His new book, Deregulating Desire: Flight Attendants and their Unions Since 1970, will be published as part of Temple University Press’s “Sexuality Studies” series in September of 2013. Based on his dissertation, the book takes up the workplace and union mobilization of flight attendants for U.S. airlines since 1970. It argues that ideas about “family values” have propelled efforts to remake the economy over the last four decades, efforts both by front line employees and by major corporations. Scholars and activists have widely demonstrated that the neoliberal era has faced working people with immense challenges, as the free market has become a dominant organizing force of society. But what is less discussed is that the late 20th century has also been a time for the production of new ways of living and working. With the transition to the “service” or “post-industrial” economy, fewer people have a single, living wage job, fewer people live in traditional, domesticated, nuclear families, fewer people rely on the wages of a male breadwinner, and fewer people marry. Flight attendants have taken a leading role in the broader push to politicize the needs and desires of these new familial and domestic arrangements, and to bring them to bear on the workplace.

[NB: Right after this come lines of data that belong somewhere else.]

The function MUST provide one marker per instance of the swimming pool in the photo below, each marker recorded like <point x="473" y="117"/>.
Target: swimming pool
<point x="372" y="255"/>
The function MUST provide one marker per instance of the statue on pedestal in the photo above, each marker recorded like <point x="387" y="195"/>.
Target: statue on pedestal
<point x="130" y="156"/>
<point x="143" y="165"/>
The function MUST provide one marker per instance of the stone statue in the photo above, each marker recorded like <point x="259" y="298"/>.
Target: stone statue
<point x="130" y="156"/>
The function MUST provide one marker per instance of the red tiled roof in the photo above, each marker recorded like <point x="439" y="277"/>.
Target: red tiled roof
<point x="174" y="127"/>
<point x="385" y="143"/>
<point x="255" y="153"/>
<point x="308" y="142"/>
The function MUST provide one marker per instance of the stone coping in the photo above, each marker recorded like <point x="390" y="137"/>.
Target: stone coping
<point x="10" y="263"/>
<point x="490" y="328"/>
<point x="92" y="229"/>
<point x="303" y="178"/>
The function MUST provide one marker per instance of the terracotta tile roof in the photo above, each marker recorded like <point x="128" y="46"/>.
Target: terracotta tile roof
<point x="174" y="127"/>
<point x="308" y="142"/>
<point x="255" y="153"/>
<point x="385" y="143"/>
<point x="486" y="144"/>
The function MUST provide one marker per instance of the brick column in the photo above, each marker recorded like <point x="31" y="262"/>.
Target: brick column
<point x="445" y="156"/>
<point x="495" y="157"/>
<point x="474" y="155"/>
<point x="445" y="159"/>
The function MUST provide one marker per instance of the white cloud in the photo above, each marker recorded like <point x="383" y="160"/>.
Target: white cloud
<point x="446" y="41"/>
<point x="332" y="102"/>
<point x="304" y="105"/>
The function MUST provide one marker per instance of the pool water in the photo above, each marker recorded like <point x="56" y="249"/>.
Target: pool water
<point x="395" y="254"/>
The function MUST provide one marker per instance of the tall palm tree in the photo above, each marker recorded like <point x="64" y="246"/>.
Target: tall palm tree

Deregulating Desire documents that social movement, demonstrating its relevance to debates about the political and economic transformation of the late 20th century.
Murphy’s teaching and research are enriched by a longstanding commitment to collaborative, publicly engaged scholarship. As a graduate student, he helped develop and manage the Twin Cities GLBT Oral History Project, a collective of faculty, graduate and undergraduate students, and community members committed to documenting and analyzing the history of gender and sexuality in the Midwest. Over five years, the group collected 100 oral history interviews with people identifying as or engaging with queer communities in the Postwar Midwest. Those interviews inspired Queer Twin Cities, a volume that Murphy co-edited and that was published by the University of Minnesota Press in 2010.
During the 2012-2013 academic year, Murphy will teach a variety of introductory and advanced courses at Macalester. In the fall, “The Culture Wars” historicizes why so-called “social issues” like abortion, homosexuality, and feminism have produced increasingly divisive and caustic political debates. “Feminist/Queer Theories and Methodologies” asks how feminist and queer theory shape contemporary knowledge production, and how those texts might invigorate students’ own research. While history guides Murphy’s approach, all of his classes are interdisciplinary, drawing on foundational theoretical works, the newest critical scholarship, visual art, popular literature, and film.